Supporters of marriage equality should be proud of this Commonwealth, where a three-fourths majority of lawmakers recognizes that committed same-sex couples, like their opposite-sex counterparts, deserve the protection of the laws.

[…]

Time is on the side of equality. The state's first same-sex married couples have already celebrated their third wedding anniversaries. With each year that passes, it becomes ever clearer that the sky will not fall; that the institution of marriage has been strengthened, not weakened; and that giving everyone the right to marriage makes Massachusetts a happier place overall. [emphases added]

Over at Talk 2 Action, Frederick Clarkson commented that “The religious right lost a big one today in Massachusetts:”

Today's vote on marriage equality in Massachusetts was a crushing defeat for the religious right and all who pander to them.
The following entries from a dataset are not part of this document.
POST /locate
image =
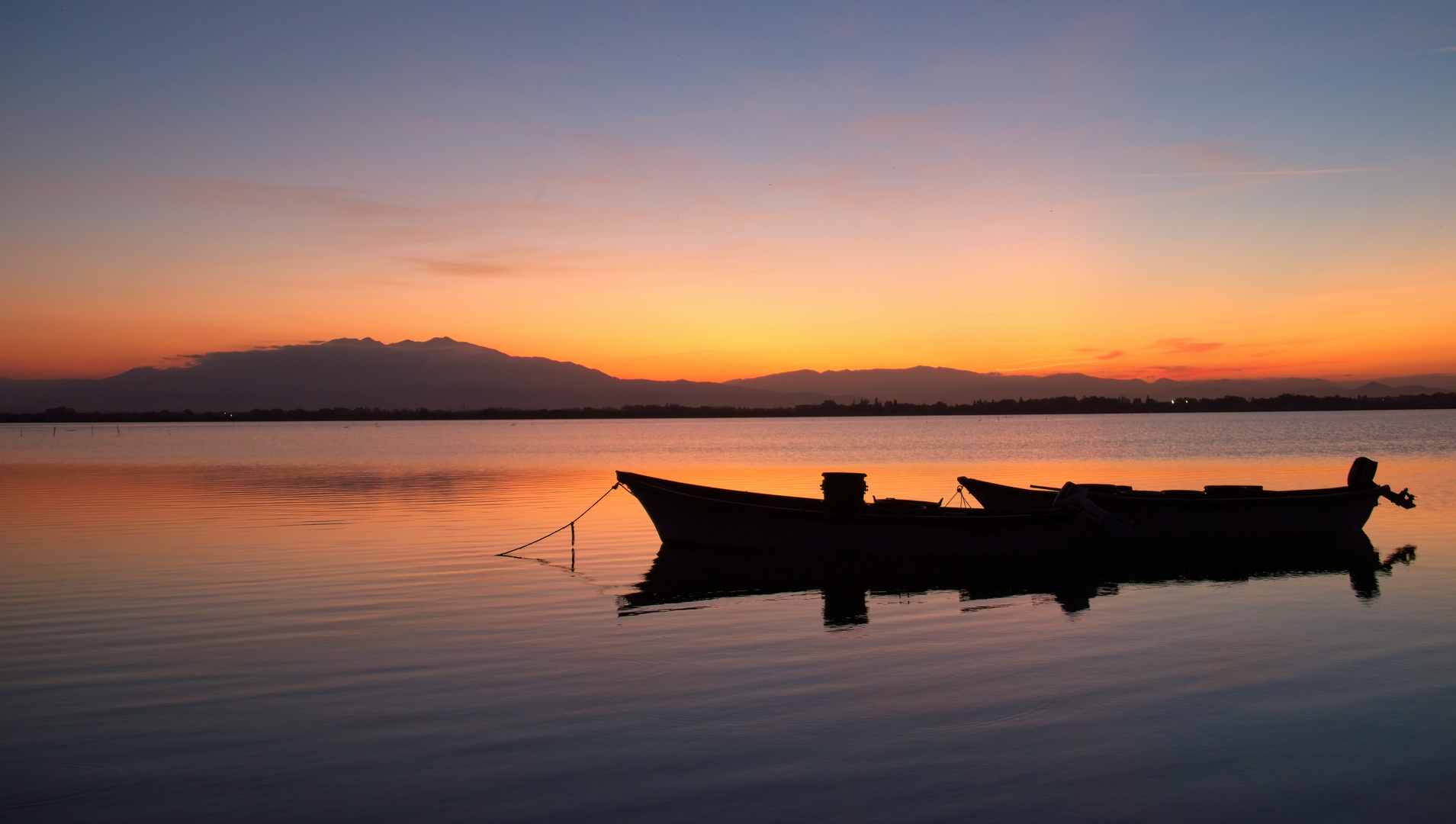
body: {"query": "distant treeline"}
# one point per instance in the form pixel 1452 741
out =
pixel 1091 405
The dark cloud of bigotry that has long loomed on the political horizon has been dispersed; Beacon Hill has lived up to its name -- and now stands as a shining example to the nation and to the world.

[…]

Meanwhile, the fog generated by antigay activists notwithstanding, marriage is a civil matter, licensed by the state. There are both religious and non-religious ceremonies and officiators. No religious group is required to perform any marriage, gay or strait, so the question then becomes -- why should the state recognize the marriages of one religious group and not others? Religious freedom, freedom of conscience, and equality of all citizens stands clearly on the side of equality in marriage.

The defeat of the amendment is a tremendous victory for religious freedom and separation of church and state. [emphases added]
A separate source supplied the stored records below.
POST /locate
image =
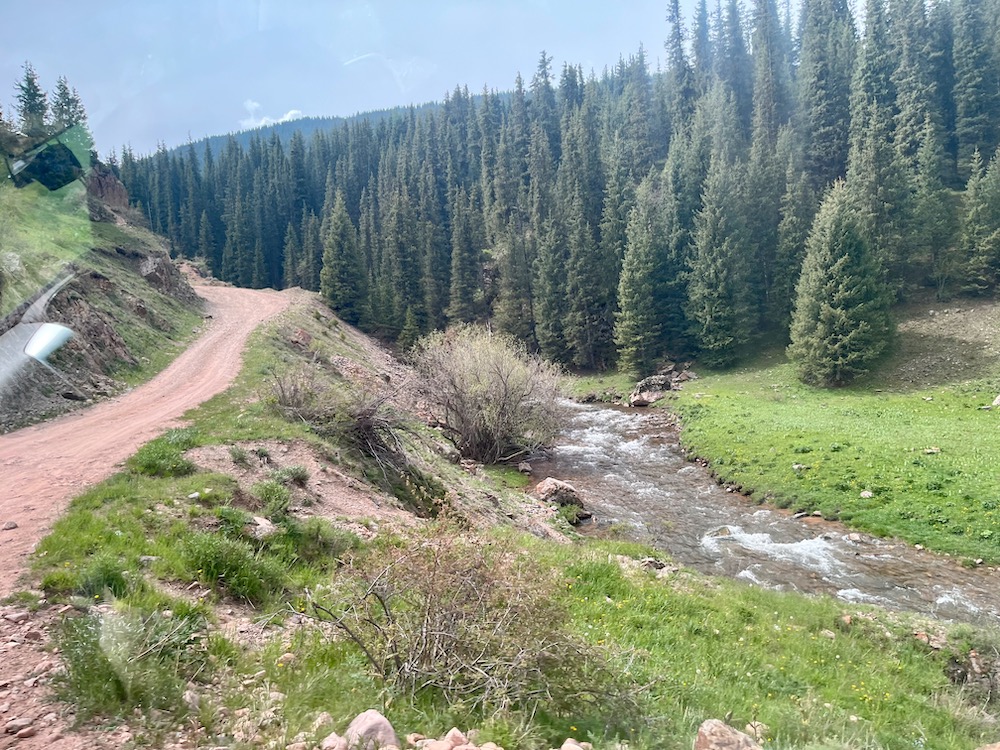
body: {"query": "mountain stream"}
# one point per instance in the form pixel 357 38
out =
pixel 631 473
I would just like to say “Mazel tov!” to all the happy couples; may you be joined by many, many more.


update (12:34pm):
Andrew Sullivan has some wise words for the occasion:

Two decades ago, marriage for gays was a pipe-dream. Some of us were ridiculed for even thinking of the idea. And yet here we are. Past the vicious attack from the president, past the cynical manipulation by Rove, past the cowardice of so many Democrats, past the rank hypocrisy of the Clintons, past the inertia of the Human Rights Campaign, past the false dawn in San Francisco, and the countless, countless debates and speeches and books and articles and op-eds. Yes, we have much more to do. Yes, we still have to win over those who see our loves as somehow destructive of the families we seek merely to affirm. Yes, we don't have federal recognition of our basic civic equality. Yes, in many, many states, we have been locked out of equality for a generation, because of the politics of fear and backlash. But look how far we've come. From a viral holocaust to full equality - somewhere in America, in the commonwealth where American freedom was born. In two decades. This is history. What a privilege to have witnessed it.


update 2 (3:53pm):
Paul Waldman writes at American Prospect about how public opinion on gay rights is “Marching Left,” http://www.prospect.org/csnc/blogs/tapped_archive?month=06&year=2007&base_name=post_3974 observing that “there is simply no doubt which direction opinions will continue to move:”

…issues like these show a strong "cohort effect," meaning a divide between generations that results in steady change over time. The most socially conservative Americans are the oldest, those who are now in retirement. Each successive generation is more progressive than the one before it, down to today's young people, for whom a racially and sexually diverse environment is a given. I graduated from a public high school in New Jersey in the mid-1980s, and there was not a single out gay person in my class of 500. Today, there are gay-straight alliances in schools all over the country. Those kids aren't going to become more conservative when they get older - this country is simply not going back. [emphasis added]

Hatred and fear are powerful motivators, but—eventually—an unclouded view of reality will win out. As more same-sex couples get married, more straights will see that the wingnut fear-mongering is untenable; they will see through the Right’s lies, and will support the marriages of their LGBT friends and family members.